Ici, le réalisateur Shinsuke Sato (scénariste de TOKYO LULLABY, le jeu vidéo TEKKEN 4) a souhaité faire une nouvelle version plus moderne en installant l'action dans un monde à la technologie avancée, histoire de nous faire profiter des nombreux effets spéciaux de Shinji Higuchi qui avait notamment travaillé sur la nouvelle série des GAMERA (la tortue géante concurrente de Godzilla). A la direction des combats, on retrouve le chinois Donnie Yen (BLADE 2, HERO), dont le maître à penser fut Yuen Woo Ping (IL ETAIT UNE FOIS EN CHINE, FIST OF LEGEND, la trilogie MATRIX).
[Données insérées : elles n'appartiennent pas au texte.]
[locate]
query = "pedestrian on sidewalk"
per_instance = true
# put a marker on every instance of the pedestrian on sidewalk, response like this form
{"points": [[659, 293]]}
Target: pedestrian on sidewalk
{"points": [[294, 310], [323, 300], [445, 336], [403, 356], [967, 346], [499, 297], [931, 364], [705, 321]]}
Quant à la musique du film, c'est le surdoué Kenji Kawaï (compositeur attitré de Mamoru Oshii) qui s'y colle, avec les promesses d'imprimer son univers particulier aux visions futuristes de ce PRINCESS BLADE.
Vendu comme un film d'action dans la lignée d'un VERSUS (en moins gore quand même), PRINCESS BLADE prend le spectateur à rebrousse poil. Hormis deux scènes de combat en première partie et une autre à la fin, le reste est une longue «traversée du désert» au sens littéral (en terme de décor) comme scénaristique. Le film abandonne très vite toute ambition spectaculaire pour se réfugier dans un immobilisme narratif franchement indigeste. L'ennui du spectateur est sévère, et la direction que tente de prendre le film laisse franchement perplexe.
Dommage, car les séquences d'action ne manquaient pas d'intérêt. Les chorégraphies martiales de Donnie Yen sont «punchy» à souhait, et la mise en image du réalisateur n'est pas inintéressante (sans atteindre la maîtrise, certes brouillonne, d'un Kitamura). Shinsuke Sato a beau avoir du mal à tenir un découpage cohérent dès lors que l'action se multiplie de manière simultanée (lorsque Yuki affronte une dizaine d'opposants), il faut bien avouer que ces séquences de chambara «HKisées» s'avèrent des plus sympathiques.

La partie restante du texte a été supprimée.